There was a time where people woke up in the morning and they’d see big blobs of oil floating past them in the river. There were days where they’d have big spills, where the river would run black with oil. `And this is going back some time. They’ve improved the conditions, at least on the surface, so that there’s been a good deal of remediation work. What [the oil companies] did initially with the dumping and spilling of oil, was they didn’t line the pits. It’s something that in the U.S. was a common practice, to line the pits so that the toxins wouldn’t seep into the groundwater. But they just didn’t do it, because there was no Environmental Protection Agency in Ecuador. Some remediation work has been done, but it’s really questionable what quality standard they were held to in this process. Oil sludge is still seeping into the drinking water.

There was a time when to keep dust down, the streets were just soaking in oil. They were just dumping oil on the streets. And some people were actually wiping it on their skin, because they were told that it was good for their health. And David was looking for some kind of project that would bring awareness to people from the community where he lived in Amherst. It was mostly an awareness project. Because obviously if it’s in the drinking water, just getting the oil off your feet isn’t going to do a lot. But it was a way for him to get really deep into NGO work. He shipped hundreds of pairs of shoes from his community in Amherst down to Ecuador. Then he started doing other kinds of projects, like backpacks and school supplies for kids in the schools, and medical supplies. He tried different things. That’s what’s so cool about David. He’s been on the ground, and he’s really tried different things.
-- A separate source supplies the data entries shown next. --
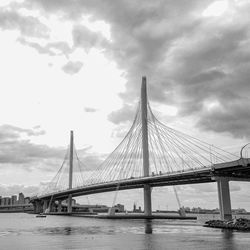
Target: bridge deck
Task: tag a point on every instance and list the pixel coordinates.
(239, 169)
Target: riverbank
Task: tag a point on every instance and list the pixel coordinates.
(240, 224)
(124, 216)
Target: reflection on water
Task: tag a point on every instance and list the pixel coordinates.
(148, 226)
(25, 231)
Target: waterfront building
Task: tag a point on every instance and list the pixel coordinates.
(13, 200)
(21, 198)
(119, 208)
(26, 200)
(6, 201)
And when it doesn’t work, he adapts. That’s what brought him to wanting to start this “fair trade” certification company for oil and gas.

The Cofán, because they’ve been living with oil companies, and have been under assault for 40 years, they have a fairly sophisticated understanding of what they’re dealing with. And yet, maybe one of the things that Hugo will do to help is bringing awareness and being the face of the problem to the outside world. Maybe it’s one of the biggest things that he can do with his cross-cultural skills. Also, we were excited when we found him, because he’s culturally both American and Cofán. He’s so relatable. And I think that it puts a real face on the problem in a way that’s just really hard to do when you’re telling a story about a problem.

The Cofán have some great leadership, and have a strategy for survival. And as Hugo says in the film, “We’ve survived this long. We must be doing something right.” I think that’s true. They have a strength that impressed me. That they’ve held out this long, I find it very inspirational. To us, it seems like life there is a lot easier. On camera, it’s beautiful. It’s this rich lush jungle. But for an outsider, it’s also a very dangerous place, and a very hard place to survive in with bugs, and snakes, and the heat.

I think we wondered, “Would Hugo, after living in the US for 10 years — might he just decide to stay here?” Would he decide if all this pressure was too much, and just say, “Forget it. I want a different life, and I’ve got a chance. I’m gonna take it.” But he absolutely is completely committed to helping his tribe, and he always goes back to the village. I think the connection is just so powerful for him.

What’s your approach to getting this film to audiences?

It’s definitely a David and Goliath story. It’s a story about a fight for resources. But more than that, we really positioned this as a character-driven coming of age story. Because these two boys, born into this really unique situation, we see them grow up over the years. And the transformation for both of them is pretty huge. So we’re hoping that it’s not going to be just an advocacy or issue piece — that there are things that people get from it that make it a story that’s got wider interest and appeal. Our plan for it now is that it’s going to be on [PBS] World Channel on September 21st. It was funded by ITVS [Independent Television Service], and the MacArthur foundation, and others. So our first stop is there. We’re doing the festival circuit. We do think we’re going to have a very strong educational run with Bullfrog Films. We never really considered theatrical, because that’s just too difficult these days.